DALI icon indicating copy to clipboard operation
DALI copied to clipboard

pipe rebuild has a memory leak?

Open ronzhou18 opened this issue 2 years ago • 16 comments

If the wrong picture is encountered, the dali pipline will be unavailable, and the pipline needs to be rebuilt. At this time, the memory will continue to grow.

Is this a dali‘s’ bug?

ronzhou18 avatar Jul 20 '22 03:07 ronzhou18

Hi @ronzhou18. To better answer this question, I would need a minimal reproduction example. If you could attach a small code snippet and perhaps an "image" file that would cause an error we could reproduce on our end and analyze what is happening with the memory. Thank you

jantonguirao avatar Jul 20 '22 07:07 jantonguirao

ok,thank you for your reply, I am preparing a minimal reproduction example. In addition, I just use dali to do picture mixing decoding. Dali pipe will become invalid when DALI decoding one damaged image among many images. And then I rebuild this pipe. After many repetitions, the system memory becomes larger and larger.

ronzhou18 avatar Jul 20 '22 08:07 ronzhou18

I can imagine that the pipeline is not properly deleted for some reason. When you share the code we'll be able to check it and give a solution.

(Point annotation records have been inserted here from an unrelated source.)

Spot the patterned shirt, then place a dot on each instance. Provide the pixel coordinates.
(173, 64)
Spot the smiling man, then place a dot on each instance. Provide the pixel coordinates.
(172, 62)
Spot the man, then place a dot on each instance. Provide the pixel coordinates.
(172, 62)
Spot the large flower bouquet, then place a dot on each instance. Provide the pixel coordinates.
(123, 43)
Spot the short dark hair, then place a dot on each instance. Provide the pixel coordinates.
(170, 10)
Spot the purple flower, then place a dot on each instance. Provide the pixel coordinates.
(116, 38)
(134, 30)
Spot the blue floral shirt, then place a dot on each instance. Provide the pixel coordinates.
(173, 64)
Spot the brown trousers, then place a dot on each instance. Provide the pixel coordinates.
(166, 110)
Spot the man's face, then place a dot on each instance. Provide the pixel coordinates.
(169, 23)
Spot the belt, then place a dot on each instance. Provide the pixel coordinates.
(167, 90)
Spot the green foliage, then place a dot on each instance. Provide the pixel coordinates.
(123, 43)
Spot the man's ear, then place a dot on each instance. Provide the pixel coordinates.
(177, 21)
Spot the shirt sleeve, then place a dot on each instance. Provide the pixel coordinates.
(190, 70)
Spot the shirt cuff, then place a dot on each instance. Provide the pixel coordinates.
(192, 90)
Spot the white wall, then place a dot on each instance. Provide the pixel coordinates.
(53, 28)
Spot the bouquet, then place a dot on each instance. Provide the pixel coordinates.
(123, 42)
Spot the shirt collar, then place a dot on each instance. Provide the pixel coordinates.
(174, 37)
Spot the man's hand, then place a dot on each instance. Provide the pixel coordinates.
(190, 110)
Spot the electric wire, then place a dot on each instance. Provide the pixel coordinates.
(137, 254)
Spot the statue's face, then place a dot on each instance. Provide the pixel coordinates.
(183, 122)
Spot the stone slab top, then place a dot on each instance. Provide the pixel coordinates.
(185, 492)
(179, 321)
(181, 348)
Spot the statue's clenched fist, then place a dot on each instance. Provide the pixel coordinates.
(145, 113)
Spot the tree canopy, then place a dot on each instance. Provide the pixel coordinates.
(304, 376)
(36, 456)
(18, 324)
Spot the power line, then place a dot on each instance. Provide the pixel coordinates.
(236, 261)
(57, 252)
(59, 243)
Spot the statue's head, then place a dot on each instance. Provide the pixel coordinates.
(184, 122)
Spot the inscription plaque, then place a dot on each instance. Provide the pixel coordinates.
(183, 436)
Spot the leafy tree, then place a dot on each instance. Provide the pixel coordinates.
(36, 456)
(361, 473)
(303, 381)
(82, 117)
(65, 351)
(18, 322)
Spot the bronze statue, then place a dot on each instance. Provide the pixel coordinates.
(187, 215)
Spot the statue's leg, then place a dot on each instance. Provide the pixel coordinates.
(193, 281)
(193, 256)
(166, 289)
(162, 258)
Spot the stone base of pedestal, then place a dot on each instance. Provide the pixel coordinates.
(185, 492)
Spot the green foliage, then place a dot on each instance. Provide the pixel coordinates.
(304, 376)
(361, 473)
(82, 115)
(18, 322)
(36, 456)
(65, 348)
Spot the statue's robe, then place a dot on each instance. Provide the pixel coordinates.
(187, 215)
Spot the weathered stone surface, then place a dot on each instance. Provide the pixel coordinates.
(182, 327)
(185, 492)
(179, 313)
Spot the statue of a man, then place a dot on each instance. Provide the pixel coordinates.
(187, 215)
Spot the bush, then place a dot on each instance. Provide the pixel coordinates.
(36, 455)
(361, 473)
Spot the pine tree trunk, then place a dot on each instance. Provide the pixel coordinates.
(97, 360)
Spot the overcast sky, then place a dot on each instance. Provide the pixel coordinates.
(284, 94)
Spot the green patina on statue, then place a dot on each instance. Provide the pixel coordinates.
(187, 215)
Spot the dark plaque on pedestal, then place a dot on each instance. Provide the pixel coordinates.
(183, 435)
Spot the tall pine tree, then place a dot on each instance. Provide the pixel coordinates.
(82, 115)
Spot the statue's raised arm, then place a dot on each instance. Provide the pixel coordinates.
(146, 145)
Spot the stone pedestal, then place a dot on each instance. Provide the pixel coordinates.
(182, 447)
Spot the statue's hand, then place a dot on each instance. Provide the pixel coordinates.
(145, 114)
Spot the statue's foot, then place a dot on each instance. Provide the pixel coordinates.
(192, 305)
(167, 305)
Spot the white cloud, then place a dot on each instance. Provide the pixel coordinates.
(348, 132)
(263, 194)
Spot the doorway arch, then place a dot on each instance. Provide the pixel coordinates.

Thanks

jantonguirao avatar Jul 20 '22 09:07 jantonguirao

import os
import gc
from tqdm import trange
import numpy as np
import nvidia.dali.fn as fn
import nvidia.dali.types as types
from nvidia.dali import pipeline_def

class GetIterTensor:
    def __init__(self, batch_size: int, tensor_list: list):
        self.batch_size = batch_size
        self.tensor_list = tensor_list

    def __iter__(self):
        self.len = len(self.tensor_list)
        self.index = 0
        return self

    def __next__(self):
        if self.index == 0:
            self.len = len(self.tensor_list)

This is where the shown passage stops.